A gesture Tuesday by Sen. Dan Coats, an Indiana Republican, showed a measure of independence. It surprised many. It deserves notice.
Coats was one of just six GOP senators whose votes kept alive a bill to extend unemployment benefits to 1.3 million Americans, including 19,200 Hoosiers. The vote was not final, but merely procedural. The formal decision on extending long-term jobless benefits, which Congress allowed to expire in December, is yet to come. Tuesday’s vote — which passed 60-37, thanks to the six Republicans joining the Democrats — set up a structure for debating the benefits’ extension. In a statement to The Washington Post, Coats emphasized he would oppose final passage of the bill if its cost was not offset by spending cuts elsewhere. Nonetheless, with the conservative political activist group Heritage Action vowing Tuesday’s vote would affect its ratings of senators, Coats cast a “yes” anyway.
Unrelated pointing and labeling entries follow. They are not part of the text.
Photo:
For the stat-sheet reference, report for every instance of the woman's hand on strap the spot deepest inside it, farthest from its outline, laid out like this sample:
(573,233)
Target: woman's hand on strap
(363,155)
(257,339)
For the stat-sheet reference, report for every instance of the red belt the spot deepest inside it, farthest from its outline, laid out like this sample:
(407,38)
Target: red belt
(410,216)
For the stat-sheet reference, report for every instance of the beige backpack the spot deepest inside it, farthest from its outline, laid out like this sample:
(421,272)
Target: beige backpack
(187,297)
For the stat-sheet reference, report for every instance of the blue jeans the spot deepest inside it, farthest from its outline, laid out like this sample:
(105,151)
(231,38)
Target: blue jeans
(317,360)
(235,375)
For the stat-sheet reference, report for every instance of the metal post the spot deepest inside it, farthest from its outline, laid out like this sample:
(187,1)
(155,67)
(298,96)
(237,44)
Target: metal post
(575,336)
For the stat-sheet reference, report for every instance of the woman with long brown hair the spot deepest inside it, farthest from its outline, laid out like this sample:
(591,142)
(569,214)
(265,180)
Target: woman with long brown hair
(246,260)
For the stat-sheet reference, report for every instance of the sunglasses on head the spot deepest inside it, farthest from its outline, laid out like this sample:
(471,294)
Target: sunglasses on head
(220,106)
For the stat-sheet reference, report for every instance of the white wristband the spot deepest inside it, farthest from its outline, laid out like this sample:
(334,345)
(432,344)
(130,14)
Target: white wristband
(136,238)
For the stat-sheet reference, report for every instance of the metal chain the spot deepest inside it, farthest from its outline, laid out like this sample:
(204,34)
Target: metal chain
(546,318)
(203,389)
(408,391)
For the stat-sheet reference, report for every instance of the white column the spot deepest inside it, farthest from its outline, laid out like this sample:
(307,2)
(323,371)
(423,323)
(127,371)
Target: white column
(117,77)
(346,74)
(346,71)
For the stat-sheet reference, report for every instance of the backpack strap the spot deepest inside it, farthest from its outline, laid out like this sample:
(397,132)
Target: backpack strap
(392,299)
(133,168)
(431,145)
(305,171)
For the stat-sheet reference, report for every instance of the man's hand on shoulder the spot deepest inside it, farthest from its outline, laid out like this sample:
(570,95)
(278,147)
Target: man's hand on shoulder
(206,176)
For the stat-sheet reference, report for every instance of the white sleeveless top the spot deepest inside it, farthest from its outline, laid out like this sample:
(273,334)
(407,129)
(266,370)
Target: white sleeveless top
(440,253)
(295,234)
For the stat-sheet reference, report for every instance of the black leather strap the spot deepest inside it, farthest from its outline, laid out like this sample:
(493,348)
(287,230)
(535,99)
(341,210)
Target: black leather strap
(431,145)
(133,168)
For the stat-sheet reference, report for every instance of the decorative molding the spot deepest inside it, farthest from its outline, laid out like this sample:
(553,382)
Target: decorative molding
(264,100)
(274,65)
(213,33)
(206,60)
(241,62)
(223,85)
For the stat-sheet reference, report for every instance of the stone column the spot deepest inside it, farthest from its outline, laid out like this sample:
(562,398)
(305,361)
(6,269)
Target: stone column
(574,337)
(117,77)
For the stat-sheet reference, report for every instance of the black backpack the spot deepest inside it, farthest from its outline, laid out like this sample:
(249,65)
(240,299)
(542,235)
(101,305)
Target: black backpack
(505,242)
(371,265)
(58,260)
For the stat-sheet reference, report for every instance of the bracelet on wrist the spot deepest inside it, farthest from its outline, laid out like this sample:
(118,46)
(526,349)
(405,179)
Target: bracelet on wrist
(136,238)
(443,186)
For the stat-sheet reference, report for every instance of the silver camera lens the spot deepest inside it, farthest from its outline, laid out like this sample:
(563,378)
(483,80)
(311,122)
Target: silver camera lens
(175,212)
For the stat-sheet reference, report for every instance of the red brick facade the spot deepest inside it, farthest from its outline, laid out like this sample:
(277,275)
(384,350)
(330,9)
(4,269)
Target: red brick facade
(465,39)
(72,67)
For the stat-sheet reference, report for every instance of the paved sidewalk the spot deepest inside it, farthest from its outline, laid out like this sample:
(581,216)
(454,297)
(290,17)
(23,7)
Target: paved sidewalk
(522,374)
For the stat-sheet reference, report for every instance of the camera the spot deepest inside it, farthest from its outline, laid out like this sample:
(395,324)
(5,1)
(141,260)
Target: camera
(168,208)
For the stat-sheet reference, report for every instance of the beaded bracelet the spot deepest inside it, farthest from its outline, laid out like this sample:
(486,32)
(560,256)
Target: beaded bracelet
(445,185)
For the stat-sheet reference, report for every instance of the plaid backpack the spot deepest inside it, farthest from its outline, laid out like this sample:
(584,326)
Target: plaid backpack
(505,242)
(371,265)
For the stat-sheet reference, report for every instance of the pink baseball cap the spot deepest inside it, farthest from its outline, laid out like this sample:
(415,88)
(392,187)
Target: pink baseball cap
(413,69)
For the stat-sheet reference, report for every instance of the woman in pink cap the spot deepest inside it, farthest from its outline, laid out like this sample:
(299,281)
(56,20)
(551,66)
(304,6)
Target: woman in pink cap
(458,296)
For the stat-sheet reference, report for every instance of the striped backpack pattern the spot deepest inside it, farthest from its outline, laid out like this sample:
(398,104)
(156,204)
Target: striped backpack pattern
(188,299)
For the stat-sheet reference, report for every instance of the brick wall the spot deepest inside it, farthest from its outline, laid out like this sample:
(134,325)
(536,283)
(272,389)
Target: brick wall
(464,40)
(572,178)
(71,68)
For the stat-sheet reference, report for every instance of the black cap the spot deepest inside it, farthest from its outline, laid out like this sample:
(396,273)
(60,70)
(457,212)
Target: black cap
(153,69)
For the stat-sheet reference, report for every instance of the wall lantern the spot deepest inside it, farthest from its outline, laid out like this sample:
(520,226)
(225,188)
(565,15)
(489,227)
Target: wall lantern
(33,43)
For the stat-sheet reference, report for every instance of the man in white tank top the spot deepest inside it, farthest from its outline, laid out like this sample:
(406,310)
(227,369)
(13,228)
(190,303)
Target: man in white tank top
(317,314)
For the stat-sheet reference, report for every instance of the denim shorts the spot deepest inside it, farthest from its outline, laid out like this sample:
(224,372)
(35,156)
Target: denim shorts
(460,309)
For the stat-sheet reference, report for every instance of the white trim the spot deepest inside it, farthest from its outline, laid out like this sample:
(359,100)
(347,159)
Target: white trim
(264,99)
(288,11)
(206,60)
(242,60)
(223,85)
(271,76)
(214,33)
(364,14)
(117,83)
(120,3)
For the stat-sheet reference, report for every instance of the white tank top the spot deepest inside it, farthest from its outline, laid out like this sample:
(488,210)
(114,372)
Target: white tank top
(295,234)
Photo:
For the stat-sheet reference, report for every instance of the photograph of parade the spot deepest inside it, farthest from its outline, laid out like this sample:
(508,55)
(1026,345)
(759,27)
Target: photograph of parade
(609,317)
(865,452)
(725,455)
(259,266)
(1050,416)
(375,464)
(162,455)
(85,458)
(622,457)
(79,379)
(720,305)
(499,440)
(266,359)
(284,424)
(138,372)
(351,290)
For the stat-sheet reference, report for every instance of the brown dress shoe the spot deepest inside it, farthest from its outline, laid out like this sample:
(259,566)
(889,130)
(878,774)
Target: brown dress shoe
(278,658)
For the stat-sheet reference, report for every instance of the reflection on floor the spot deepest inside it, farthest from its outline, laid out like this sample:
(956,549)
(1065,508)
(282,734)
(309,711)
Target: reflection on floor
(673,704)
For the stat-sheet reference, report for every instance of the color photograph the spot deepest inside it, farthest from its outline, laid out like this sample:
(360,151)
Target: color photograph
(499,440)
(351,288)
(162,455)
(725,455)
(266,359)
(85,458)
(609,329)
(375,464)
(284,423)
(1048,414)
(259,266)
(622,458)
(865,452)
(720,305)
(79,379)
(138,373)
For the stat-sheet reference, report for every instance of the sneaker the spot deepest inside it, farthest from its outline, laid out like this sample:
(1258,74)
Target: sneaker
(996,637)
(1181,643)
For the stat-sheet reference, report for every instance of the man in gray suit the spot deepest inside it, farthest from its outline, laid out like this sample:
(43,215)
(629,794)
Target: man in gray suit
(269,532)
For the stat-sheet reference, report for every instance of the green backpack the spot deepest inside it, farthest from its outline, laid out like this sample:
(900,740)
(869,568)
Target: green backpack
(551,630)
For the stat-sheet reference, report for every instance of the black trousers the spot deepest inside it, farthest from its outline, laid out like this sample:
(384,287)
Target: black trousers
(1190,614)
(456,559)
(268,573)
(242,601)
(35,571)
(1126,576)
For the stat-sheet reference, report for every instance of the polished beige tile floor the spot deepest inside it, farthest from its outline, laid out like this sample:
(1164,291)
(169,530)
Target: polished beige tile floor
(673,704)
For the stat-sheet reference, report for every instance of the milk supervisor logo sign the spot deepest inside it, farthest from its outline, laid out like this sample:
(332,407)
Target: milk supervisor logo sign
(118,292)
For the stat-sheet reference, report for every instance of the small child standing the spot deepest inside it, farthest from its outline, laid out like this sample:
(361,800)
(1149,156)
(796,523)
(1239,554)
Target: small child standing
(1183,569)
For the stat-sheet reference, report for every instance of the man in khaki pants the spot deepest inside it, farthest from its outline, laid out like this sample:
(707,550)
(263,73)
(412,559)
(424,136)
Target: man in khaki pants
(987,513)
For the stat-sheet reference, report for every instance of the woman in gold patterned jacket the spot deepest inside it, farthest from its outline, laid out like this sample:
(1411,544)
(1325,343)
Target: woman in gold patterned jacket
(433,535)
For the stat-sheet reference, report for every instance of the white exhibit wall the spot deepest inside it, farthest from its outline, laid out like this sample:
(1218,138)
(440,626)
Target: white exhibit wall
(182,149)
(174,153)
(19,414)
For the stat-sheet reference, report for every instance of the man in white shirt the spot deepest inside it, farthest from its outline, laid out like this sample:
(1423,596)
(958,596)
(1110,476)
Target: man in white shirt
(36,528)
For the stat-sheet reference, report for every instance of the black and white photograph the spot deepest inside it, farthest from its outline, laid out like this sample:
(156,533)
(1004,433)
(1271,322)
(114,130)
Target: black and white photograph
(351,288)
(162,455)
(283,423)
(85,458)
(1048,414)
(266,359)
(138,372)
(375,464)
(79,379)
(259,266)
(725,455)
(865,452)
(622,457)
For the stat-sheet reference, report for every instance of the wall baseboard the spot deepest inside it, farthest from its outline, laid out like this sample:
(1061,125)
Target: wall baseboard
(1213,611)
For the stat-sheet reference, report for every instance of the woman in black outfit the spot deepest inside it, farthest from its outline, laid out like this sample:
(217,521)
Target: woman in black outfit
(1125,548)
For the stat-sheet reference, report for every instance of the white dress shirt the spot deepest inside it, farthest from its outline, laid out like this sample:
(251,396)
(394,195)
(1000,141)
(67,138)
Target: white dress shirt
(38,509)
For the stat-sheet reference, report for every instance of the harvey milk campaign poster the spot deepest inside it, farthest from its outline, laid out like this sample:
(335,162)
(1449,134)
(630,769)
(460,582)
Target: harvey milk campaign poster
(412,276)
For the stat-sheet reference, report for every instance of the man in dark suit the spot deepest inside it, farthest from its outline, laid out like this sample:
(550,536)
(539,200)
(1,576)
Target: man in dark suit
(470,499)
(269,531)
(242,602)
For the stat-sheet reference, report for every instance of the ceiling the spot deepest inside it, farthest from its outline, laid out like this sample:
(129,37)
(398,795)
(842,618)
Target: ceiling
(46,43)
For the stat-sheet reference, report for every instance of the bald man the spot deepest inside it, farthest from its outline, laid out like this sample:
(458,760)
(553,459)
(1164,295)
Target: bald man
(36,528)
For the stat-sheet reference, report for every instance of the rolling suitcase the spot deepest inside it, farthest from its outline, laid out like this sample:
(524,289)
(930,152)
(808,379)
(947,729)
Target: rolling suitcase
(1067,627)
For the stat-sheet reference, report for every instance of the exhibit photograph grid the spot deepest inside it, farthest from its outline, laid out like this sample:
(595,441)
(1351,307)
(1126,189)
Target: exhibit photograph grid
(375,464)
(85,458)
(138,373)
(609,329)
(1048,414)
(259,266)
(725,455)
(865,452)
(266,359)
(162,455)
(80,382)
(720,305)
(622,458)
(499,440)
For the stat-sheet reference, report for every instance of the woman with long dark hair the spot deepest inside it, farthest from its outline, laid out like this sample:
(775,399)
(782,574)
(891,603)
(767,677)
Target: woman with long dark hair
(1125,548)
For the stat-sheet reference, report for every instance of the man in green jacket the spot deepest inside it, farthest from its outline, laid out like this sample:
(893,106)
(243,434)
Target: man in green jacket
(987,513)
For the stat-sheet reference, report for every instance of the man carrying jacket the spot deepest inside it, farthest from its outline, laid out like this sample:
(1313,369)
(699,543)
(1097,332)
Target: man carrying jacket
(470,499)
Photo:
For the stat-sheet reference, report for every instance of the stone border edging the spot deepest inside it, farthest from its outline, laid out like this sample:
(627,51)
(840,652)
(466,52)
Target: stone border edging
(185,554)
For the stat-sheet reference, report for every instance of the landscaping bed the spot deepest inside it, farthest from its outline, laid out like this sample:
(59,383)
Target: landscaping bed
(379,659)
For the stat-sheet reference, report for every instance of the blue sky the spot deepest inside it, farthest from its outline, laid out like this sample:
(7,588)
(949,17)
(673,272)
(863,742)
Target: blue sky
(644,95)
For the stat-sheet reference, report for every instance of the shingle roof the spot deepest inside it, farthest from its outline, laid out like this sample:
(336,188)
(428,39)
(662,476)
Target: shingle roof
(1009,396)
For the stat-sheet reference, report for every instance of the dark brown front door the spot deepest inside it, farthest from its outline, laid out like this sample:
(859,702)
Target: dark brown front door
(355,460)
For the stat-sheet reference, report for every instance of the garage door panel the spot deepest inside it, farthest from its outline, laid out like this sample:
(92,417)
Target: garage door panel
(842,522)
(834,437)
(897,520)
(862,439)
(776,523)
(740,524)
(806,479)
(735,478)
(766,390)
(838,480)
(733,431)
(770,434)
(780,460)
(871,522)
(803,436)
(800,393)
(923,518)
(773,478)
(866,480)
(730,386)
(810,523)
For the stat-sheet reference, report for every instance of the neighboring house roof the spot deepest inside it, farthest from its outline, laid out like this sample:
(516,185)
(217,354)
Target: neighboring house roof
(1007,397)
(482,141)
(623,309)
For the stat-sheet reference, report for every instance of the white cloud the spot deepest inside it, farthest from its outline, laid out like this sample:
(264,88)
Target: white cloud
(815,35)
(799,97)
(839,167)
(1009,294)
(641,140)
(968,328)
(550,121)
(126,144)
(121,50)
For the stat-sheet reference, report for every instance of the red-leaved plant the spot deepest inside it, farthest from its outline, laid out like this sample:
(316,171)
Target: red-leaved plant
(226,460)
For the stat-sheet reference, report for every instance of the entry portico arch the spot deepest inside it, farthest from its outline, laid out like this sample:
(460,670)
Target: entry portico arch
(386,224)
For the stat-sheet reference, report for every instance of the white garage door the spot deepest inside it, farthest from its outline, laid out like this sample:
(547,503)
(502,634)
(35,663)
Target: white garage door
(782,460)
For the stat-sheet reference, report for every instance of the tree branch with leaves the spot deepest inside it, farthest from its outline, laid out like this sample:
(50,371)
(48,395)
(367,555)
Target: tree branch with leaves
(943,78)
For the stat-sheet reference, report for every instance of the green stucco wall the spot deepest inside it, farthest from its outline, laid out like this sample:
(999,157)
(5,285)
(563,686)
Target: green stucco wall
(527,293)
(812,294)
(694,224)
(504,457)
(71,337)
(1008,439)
Unemployment deeply affects the lives of Hoosiers, and especially Wabash Valley residents. The Terre Haute metro area, which includes surrounding counties, has the second-highest unemployment rate in Indiana at 8.8 percent of the labor force in the most recent report. Only Michigan City stands higher at 8.9 percent. Indiana’s jobless rate of 7.3 percent continues to exceed the national rate, now at 7 percent. Those statistics represent real people, most of whom — through no fault of their own — need the unemployment benefits, which average $242 a week in Indiana. If Congress fails to extend them, the number of Hoosiers bumped off the benefits list could reach 69,300 by the end of this year, according to U.S. Department of Labor calculations cited in the Louisville Courier-Journal.
This issue could exemplify the political parties’ approach to 2014 congressional elections. As its conservative factions seek to keep opposition to President Obama’s Affordable Care Act stoked as their campaign centerpiece, Republicans — and Democrats — must also connect with the millions of voters who have experienced hardships through the recession and its agonizingly slow recovery. The lack of solid-income jobs and the loss of many long-term employers in many cities has touched more American, Hoosier and Hautean lives than “Obamacare,” and that reality will emerge in the campaign.
The gap between the wealthy and middle-to-low-income people grew during and after the recession. So did scrutiny of people on the lower end of that scale, particularly when they receive an unemployment check to put food on the table.
Republicans face pressure from conservative political action groups to thwart the $6.4-billion jobless benefits bill as unaffordable, insisting those payments are not a “free lunch,” as Heritage Action put it. Despite his fiscal concerns and the political groups’ objections, Coats acted Tuesday to give the bill a chance to be debated and voted upon. By doing so, Coats displayed yet another concern — for the struggling Hoosiers he represents.